Aves migratorias sobrevuelan aguas recientes en el lago Eyre al amanecer. Ilustración: DALL·E.
El lago Eyre, oficialmente llamado Kati Thanda–Lake Eyre, es la mayor cuenca endorreica de Australia y una de las más grandes del mundo. Su superficie máxima supera los 9,500 km², pero esto ocurre solo en sus raras fases de llenado. En condiciones normales, permanece seco por la elevada evaporación (hasta 3.5 metros anuales) y las escasas e irregulares lluvias en su cuenca.
Impacto climático, científico y económico
El evento actual es significativo porque las lluvias en Queensland y el Channel Country a inicios de 2025 superaron los promedios históricos. Según la Oficina de Meteorología de Australia (BOM), algunas zonas recibieron en marzo más de 200 mm de lluvia, es decir, más del 300 % de la media mensual. Esta cantidad bastó para reactivar ríos clave como el Diamantina, Georgina y Cooper Creek, fundamentales para alimentar al lago.

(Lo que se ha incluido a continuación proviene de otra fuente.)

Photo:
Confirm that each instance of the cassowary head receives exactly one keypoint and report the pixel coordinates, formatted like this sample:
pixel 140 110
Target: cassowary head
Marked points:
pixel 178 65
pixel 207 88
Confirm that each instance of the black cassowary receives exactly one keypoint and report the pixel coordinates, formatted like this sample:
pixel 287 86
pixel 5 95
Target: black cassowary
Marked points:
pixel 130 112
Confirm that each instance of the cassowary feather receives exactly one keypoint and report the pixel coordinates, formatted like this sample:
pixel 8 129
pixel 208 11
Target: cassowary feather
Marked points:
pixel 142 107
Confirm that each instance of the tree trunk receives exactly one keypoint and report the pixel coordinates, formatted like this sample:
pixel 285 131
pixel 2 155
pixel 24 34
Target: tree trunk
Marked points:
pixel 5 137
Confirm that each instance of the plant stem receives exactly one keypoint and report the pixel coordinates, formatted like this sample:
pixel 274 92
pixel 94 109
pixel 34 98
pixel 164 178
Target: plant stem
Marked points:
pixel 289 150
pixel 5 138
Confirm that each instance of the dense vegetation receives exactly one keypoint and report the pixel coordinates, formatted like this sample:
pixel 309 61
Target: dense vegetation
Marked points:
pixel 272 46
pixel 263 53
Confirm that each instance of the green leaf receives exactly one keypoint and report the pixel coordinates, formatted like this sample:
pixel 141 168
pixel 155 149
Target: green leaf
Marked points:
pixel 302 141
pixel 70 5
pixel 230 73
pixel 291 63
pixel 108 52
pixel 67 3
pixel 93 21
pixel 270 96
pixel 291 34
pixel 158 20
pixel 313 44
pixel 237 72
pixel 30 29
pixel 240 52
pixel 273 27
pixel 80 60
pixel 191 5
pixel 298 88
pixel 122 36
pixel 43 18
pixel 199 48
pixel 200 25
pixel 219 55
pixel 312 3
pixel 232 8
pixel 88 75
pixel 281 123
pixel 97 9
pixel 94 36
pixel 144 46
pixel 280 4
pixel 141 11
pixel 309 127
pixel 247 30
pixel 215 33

Además de su importancia ecológica, este fenómeno tiene un gran valor científico. De acuerdo con el CSIRO (Commonwealth Scientific and Industrial Research Organisation), permite estudiar procesos de resiliencia ecológica en zonas áridas extremas, así como modelos de migración de aves a escala continental.
El resurgimiento del lago también genera un impacto turístico y económico inmediato. La Comisión de Turismo del Sur de Australia estima que, en años de llenado parcial, el turismo en la región de William Creek y Marree puede duplicarse o incluso triplicarse, con ingresos superiores a 10 millones de dólares australianos durante las temporadas altas.